One disruptor that gets a lot of headlines this time of year is package theft—committed by so-called “porch pirates.” These are thieves who snatch parcels from front stairs, side porches, and driveways in neighborhoods across the country. The problem adds up to billions of dollars in stolen merchandise each year—not to mention headaches for shippers, parcel delivery companies, and, of course, consumers.
Given the scope of the problem, it’s no wonder online shoppers are worried about it—especially during holiday season. In its annual report on package theft trends, released in October, the
security-focused research and product review firm Security.org found that:
17% of Americans had a package stolen in the past three months, with the typical stolen parcel worth about $50. Some 44% said they’d had a package taken at some point in their life.
Package thieves poached more than $8 billion in merchandise over the past year.
18% of adults said they’d had a package stolen that contained a gift for someone else.
Ahead of the holiday season, 88% of adults said they were worried about theft of online purchases, with more than a quarter saying they were “extremely” or “very” concerned.
But it doesn’t have to be that way. There are some low-tech steps consumers can take to help guard against porch piracy along with some high-tech logistics-focused innovations in the pipeline that can protect deliveries in the last mile. First, some common-sense advice on avoiding package theft from the Security.org research:
Install a doorbell camera, which is a relatively low-cost deterrent.
Bring packages inside promptly or arrange to have them delivered to a secure location if no one will be at home.
Consider using click-and-collect options when possible.
If the retailer allows you to specify delivery-time windows, consider doing so to avoid having packages sit outside for extended periods.

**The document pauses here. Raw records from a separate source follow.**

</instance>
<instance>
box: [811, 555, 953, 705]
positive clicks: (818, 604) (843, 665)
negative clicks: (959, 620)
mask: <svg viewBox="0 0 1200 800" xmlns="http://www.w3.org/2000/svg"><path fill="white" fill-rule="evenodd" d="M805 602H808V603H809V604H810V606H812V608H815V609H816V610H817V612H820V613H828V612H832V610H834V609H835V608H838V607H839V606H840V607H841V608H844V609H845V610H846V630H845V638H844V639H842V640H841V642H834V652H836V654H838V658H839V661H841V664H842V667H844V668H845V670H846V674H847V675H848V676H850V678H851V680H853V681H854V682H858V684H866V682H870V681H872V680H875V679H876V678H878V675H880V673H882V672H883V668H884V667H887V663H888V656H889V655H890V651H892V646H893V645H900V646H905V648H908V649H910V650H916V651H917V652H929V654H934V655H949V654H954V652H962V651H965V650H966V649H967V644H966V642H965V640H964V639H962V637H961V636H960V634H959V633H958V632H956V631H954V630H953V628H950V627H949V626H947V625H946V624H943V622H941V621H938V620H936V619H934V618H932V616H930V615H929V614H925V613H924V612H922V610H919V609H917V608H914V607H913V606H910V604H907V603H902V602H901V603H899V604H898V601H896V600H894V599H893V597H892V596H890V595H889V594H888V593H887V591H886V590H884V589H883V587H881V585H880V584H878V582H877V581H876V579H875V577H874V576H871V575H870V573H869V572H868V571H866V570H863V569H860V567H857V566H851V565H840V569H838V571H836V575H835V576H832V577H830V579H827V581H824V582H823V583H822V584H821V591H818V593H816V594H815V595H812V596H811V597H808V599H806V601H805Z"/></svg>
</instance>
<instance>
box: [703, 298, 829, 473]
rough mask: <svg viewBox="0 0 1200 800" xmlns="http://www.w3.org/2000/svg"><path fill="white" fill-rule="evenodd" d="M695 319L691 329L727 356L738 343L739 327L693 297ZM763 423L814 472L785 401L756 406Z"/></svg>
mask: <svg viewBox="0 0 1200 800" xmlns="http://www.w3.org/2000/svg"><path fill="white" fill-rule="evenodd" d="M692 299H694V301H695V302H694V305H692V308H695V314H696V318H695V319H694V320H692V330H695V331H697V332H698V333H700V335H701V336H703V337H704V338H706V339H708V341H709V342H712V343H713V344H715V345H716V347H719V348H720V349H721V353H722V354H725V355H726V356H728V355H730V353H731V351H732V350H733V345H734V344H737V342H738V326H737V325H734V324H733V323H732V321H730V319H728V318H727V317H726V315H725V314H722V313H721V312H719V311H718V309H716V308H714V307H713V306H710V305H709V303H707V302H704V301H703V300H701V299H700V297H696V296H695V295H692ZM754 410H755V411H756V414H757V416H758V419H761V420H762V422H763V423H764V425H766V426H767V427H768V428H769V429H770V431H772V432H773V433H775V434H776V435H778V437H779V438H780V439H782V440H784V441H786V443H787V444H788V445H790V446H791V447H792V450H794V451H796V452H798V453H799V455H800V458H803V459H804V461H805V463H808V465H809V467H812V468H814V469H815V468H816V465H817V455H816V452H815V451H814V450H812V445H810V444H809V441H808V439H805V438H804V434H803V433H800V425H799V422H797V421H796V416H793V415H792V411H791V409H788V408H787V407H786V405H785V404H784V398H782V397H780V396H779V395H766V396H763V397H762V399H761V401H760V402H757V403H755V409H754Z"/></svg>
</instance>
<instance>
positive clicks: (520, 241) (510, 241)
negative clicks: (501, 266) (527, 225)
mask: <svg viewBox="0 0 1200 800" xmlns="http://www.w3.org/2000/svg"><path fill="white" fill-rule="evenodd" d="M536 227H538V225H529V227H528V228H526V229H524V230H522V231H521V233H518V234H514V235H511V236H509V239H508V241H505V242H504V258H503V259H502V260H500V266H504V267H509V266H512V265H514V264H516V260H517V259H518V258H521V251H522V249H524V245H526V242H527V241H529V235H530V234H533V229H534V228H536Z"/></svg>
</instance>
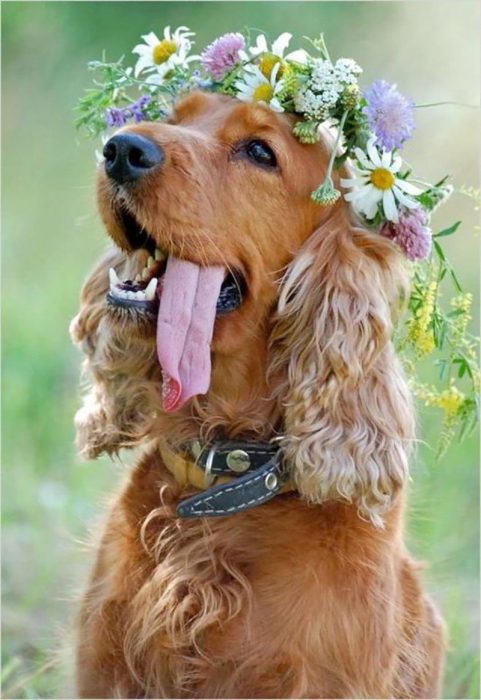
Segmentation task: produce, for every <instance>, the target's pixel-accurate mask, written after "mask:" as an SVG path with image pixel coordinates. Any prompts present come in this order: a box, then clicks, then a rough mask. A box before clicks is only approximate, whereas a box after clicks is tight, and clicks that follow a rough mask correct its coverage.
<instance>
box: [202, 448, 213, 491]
mask: <svg viewBox="0 0 481 700" xmlns="http://www.w3.org/2000/svg"><path fill="white" fill-rule="evenodd" d="M215 453H216V448H215V446H214V447H211V448H210V450H209V453H208V455H207V459H206V460H205V468H204V471H205V476H204V483H205V487H206V488H208V487H209V486H212V484H213V483H214V481H215V479H216V477H215V474H212V464H213V463H214V457H215Z"/></svg>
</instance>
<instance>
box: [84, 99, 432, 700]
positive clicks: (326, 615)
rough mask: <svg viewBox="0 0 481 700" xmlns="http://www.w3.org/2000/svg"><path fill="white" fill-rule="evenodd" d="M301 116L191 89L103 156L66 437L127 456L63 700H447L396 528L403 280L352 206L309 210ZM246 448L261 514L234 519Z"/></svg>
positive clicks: (90, 586)
mask: <svg viewBox="0 0 481 700" xmlns="http://www.w3.org/2000/svg"><path fill="white" fill-rule="evenodd" d="M294 120H295V117H294V116H292V115H286V114H279V113H274V112H273V111H271V110H269V109H268V108H267V107H266V106H265V105H262V104H260V103H242V102H240V101H238V100H235V99H233V98H231V97H229V96H226V95H219V94H209V93H206V92H202V91H196V92H193V93H191V94H190V95H188V96H186V97H184V98H183V99H181V100H180V101H179V102H178V104H177V105H176V107H175V110H174V111H173V114H172V116H171V117H170V118H169V119H168V120H167V121H165V122H143V123H140V124H136V125H133V126H127V127H123V128H122V129H120V130H119V131H118V132H117V133H116V134H115V135H114V136H113V137H112V139H111V140H110V141H109V142H108V143H107V144H106V146H105V149H104V154H105V163H104V165H101V166H99V172H98V205H99V210H100V214H101V217H102V219H103V222H104V224H105V227H106V229H107V231H108V233H109V235H110V237H111V239H112V240H113V246H112V247H111V248H109V250H108V251H107V252H106V254H105V256H104V257H103V259H102V260H101V261H100V262H99V263H98V265H97V267H96V268H95V269H94V270H93V272H92V273H91V275H90V276H89V278H88V279H87V281H86V283H85V285H84V287H83V291H82V294H81V308H80V311H79V314H78V315H77V317H76V318H75V319H74V321H73V322H72V337H73V339H74V341H75V342H76V343H77V344H78V345H79V346H80V348H81V349H82V352H83V353H84V354H85V356H86V357H85V362H84V370H85V372H86V374H87V375H88V377H89V378H90V388H89V391H88V393H87V394H86V396H85V399H84V403H83V406H82V408H81V409H80V410H79V412H78V414H77V416H76V428H77V445H78V448H79V450H80V452H81V453H82V454H83V455H84V456H86V457H89V458H93V457H96V456H97V455H99V454H101V453H107V454H109V455H115V454H116V453H117V452H118V451H119V450H120V449H122V448H133V447H137V448H140V455H139V456H138V459H137V462H136V464H135V466H134V468H133V470H132V471H131V473H130V475H129V477H128V479H127V481H126V483H125V484H124V485H123V486H122V488H121V490H120V492H119V493H118V495H117V496H116V498H115V500H114V501H113V504H112V506H111V508H110V512H109V514H108V519H107V522H106V525H105V528H104V531H103V534H102V537H101V540H100V542H99V544H98V545H97V552H96V563H95V566H94V568H93V572H92V575H91V579H90V583H89V585H88V588H87V590H86V592H85V595H84V597H83V601H82V604H81V610H80V613H79V619H78V645H77V684H78V686H77V687H78V697H82V698H84V697H89V698H113V697H124V698H139V697H149V698H161V697H162V698H171V697H190V698H294V697H296V698H299V697H306V698H368V697H370V698H388V697H389V698H391V697H397V698H431V697H438V696H439V694H440V692H441V679H442V669H443V656H444V646H445V640H444V636H445V635H444V628H443V622H442V619H441V617H440V615H439V613H438V611H437V610H436V608H435V606H434V605H433V603H432V602H431V601H430V599H429V598H428V597H427V596H426V595H425V593H424V592H423V588H422V584H421V579H420V575H419V573H418V571H419V568H420V565H419V564H417V563H416V562H415V561H413V559H412V558H411V556H410V555H409V553H408V552H407V550H406V546H405V544H404V539H403V511H404V486H405V484H406V481H407V477H408V460H409V453H410V449H411V446H412V444H413V440H414V418H413V408H412V405H411V397H410V393H409V390H408V387H407V383H406V380H405V377H404V375H403V371H402V368H401V366H400V363H399V361H398V359H397V358H396V355H395V352H394V349H393V344H392V341H391V337H392V332H393V323H394V322H395V317H396V315H397V313H398V310H399V308H400V307H401V306H402V301H403V299H405V298H406V295H407V281H406V275H405V272H404V268H403V265H402V261H401V258H400V254H399V252H398V251H397V250H396V248H395V246H394V245H393V244H392V243H391V242H390V241H389V240H387V239H386V238H384V237H382V236H380V235H379V234H376V233H373V232H370V231H368V230H365V229H363V227H362V225H361V223H360V221H358V220H357V218H356V216H355V214H354V213H353V212H352V210H351V209H350V208H349V207H348V205H347V204H346V202H345V201H343V200H342V199H340V200H338V201H337V202H336V203H335V204H333V205H332V206H330V207H320V206H318V205H316V204H315V203H314V202H313V201H312V200H311V198H310V193H311V192H312V190H313V189H314V188H315V187H316V185H317V183H318V182H319V180H320V179H321V177H322V174H323V173H325V172H326V168H327V163H328V160H329V155H330V149H332V137H331V135H330V134H329V132H328V131H327V130H324V131H323V132H322V138H321V140H320V142H319V143H317V144H315V145H302V144H301V143H299V142H298V141H297V140H296V139H295V137H294V136H293V135H292V126H293V122H294ZM343 172H344V174H345V173H346V167H344V168H343V169H341V174H342V173H343ZM337 178H338V175H335V176H334V184H337V183H338V179H337ZM110 268H112V271H111V272H110V281H109V269H110ZM152 280H155V281H152ZM187 297H188V298H187ZM221 300H223V303H222V304H220V301H221ZM259 445H262V446H264V451H265V454H266V455H267V457H268V460H267V457H266V460H267V463H268V465H270V466H269V470H270V471H269V472H268V474H267V476H266V478H265V479H264V481H262V479H261V480H260V481H259V482H258V483H260V484H261V485H262V488H264V491H262V492H261V493H260V495H256V494H258V492H257V491H256V492H255V496H254V498H252V499H251V500H254V501H255V500H256V499H257V501H256V502H258V503H259V505H256V503H254V504H250V505H254V506H255V507H248V508H247V507H245V506H246V503H248V502H246V501H244V502H240V501H239V498H237V501H236V500H235V499H234V505H232V500H229V498H231V497H232V498H234V496H236V497H237V494H238V493H240V494H241V495H242V494H244V495H243V496H242V497H243V498H245V488H246V487H245V484H246V483H247V482H246V479H248V478H251V481H252V479H254V477H249V471H248V472H247V473H244V474H240V473H236V470H237V471H240V470H242V469H244V468H245V463H246V462H247V463H249V462H250V461H251V460H253V461H254V462H255V465H256V469H257V466H258V465H259V464H260V467H259V469H257V471H256V472H255V473H257V472H259V473H261V474H262V473H264V472H262V469H264V468H265V464H264V463H263V462H262V459H261V458H260V457H259V452H261V453H262V452H263V450H259V449H258V446H259ZM216 446H217V447H216ZM225 446H227V447H225ZM246 446H247V447H246ZM266 446H267V447H266ZM194 447H195V449H194ZM224 447H225V449H224ZM228 447H229V448H233V449H229V451H228V456H229V455H230V457H231V466H233V467H234V468H233V469H230V475H229V474H228V475H226V474H225V471H226V470H227V467H226V462H225V460H224V461H223V462H222V465H223V466H222V470H221V471H222V474H223V475H221V476H219V475H217V476H216V475H215V474H213V473H212V471H210V473H209V469H208V467H209V466H210V467H211V468H212V464H214V465H215V463H216V462H215V459H217V458H218V452H216V449H217V450H221V452H222V450H223V452H224V457H225V452H226V450H227V448H228ZM234 448H235V449H234ZM244 448H245V449H244ZM274 448H275V449H274ZM256 449H257V450H258V451H257V452H256ZM269 449H270V450H273V449H274V452H272V454H271V452H269ZM189 450H192V454H190V452H189ZM249 450H251V452H250V451H249ZM232 453H234V455H232ZM206 454H207V457H208V458H209V459H206ZM199 455H201V457H200V462H201V463H202V466H203V469H201V467H200V466H199V459H197V464H196V457H197V458H199ZM278 455H282V457H281V458H279V457H278ZM209 460H210V462H211V464H210V465H209V464H207V462H208V461H209ZM213 460H214V461H213ZM228 461H229V459H227V462H228ZM272 465H274V466H272ZM239 467H240V469H239ZM259 470H260V471H259ZM265 473H267V472H265ZM199 475H200V476H199ZM256 478H259V477H256ZM215 479H217V480H216V481H215ZM213 481H215V484H214V486H212V482H213ZM264 482H265V486H264V485H263V484H264ZM243 484H244V485H243ZM206 487H208V490H207V491H204V490H203V489H205V488H206ZM241 487H242V488H241ZM268 487H269V488H271V489H272V490H273V491H275V496H274V497H272V498H271V497H270V495H269V494H267V495H266V493H267V492H266V488H268ZM249 488H252V489H254V486H252V483H251V482H250V486H249ZM256 488H257V486H256ZM259 488H260V487H259ZM209 489H210V490H209ZM236 489H237V491H236ZM243 489H244V490H243ZM229 491H230V494H229V493H228V492H229ZM249 493H250V492H249ZM206 494H210V495H209V496H207V495H206ZM271 495H272V494H271ZM209 499H210V500H209ZM226 499H227V500H226ZM207 501H209V502H207ZM212 503H215V504H217V505H215V506H212ZM226 503H228V504H230V505H229V507H225V508H223V507H222V506H223V505H224V506H225V504H226ZM209 504H210V505H209ZM209 508H210V510H209ZM182 509H184V510H182ZM179 513H181V515H182V514H183V515H184V516H186V517H181V516H179ZM229 513H230V514H229ZM210 516H214V517H210Z"/></svg>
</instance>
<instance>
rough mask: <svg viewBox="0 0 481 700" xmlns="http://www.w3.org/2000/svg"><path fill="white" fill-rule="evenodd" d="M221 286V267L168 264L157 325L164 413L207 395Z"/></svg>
mask: <svg viewBox="0 0 481 700" xmlns="http://www.w3.org/2000/svg"><path fill="white" fill-rule="evenodd" d="M223 280H224V268H223V267H221V266H212V267H199V266H198V265H196V264H195V263H191V262H188V261H186V260H178V259H177V258H174V257H173V256H172V255H171V256H170V257H169V259H168V261H167V269H166V271H165V275H164V279H163V284H162V291H161V292H160V290H159V294H160V303H159V317H158V320H157V355H158V358H159V362H160V365H161V367H162V371H163V382H164V385H163V406H164V409H165V410H166V411H175V410H176V409H177V408H180V407H181V406H182V405H183V404H184V403H185V402H186V401H187V400H188V399H190V398H191V397H192V396H195V395H196V394H205V393H206V392H207V390H208V389H209V385H210V372H211V363H210V344H211V341H212V334H213V332H214V323H215V314H216V305H217V299H218V298H219V293H220V288H221V286H222V282H223Z"/></svg>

These steps may sound basic, but they are by no means a given: Fewer than half of Americans consider the timing of deliveries, less than a third have a doorbell camera, and nearly one-fifth take no precautions to prevent package theft, according to the research.
Tech vendors are stepping up to help. One example is
Arrive AI, which develops smart mailboxes for last-mile delivery and pickup. The company says its Mailbox-as-a-Service (MaaS) platform will revolutionize the last mile by building a network of parcel-storage boxes that can be accessed by people, drones, or robots. In a nutshell: Packages are placed into a weatherproof box via drone, robot, driverless carrier, or traditional delivery method—and no one other than the rightful owner can access it.
Although the platform is still in development, the company already offers solutions for business clients looking to secure high-value deliveries and sensitive shipments. The health-care industry is one example: Arrive AI offers secure drone delivery of medical supplies, prescriptions, lab samples, and the like to hospitals and other health-care facilities. The platform provides real-time tracking, chain-of-custody controls, and theft-prevention features. Arrive is conducting short-term deployments between logistics companies and health-care partners now, according to a company spokesperson.
The MaaS solution has a pretty high cool factor. And the common-sense best practices just seem like solid advice. Maybe combining both is the key to a more secure last mile—during peak shipping season and throughout the year as well.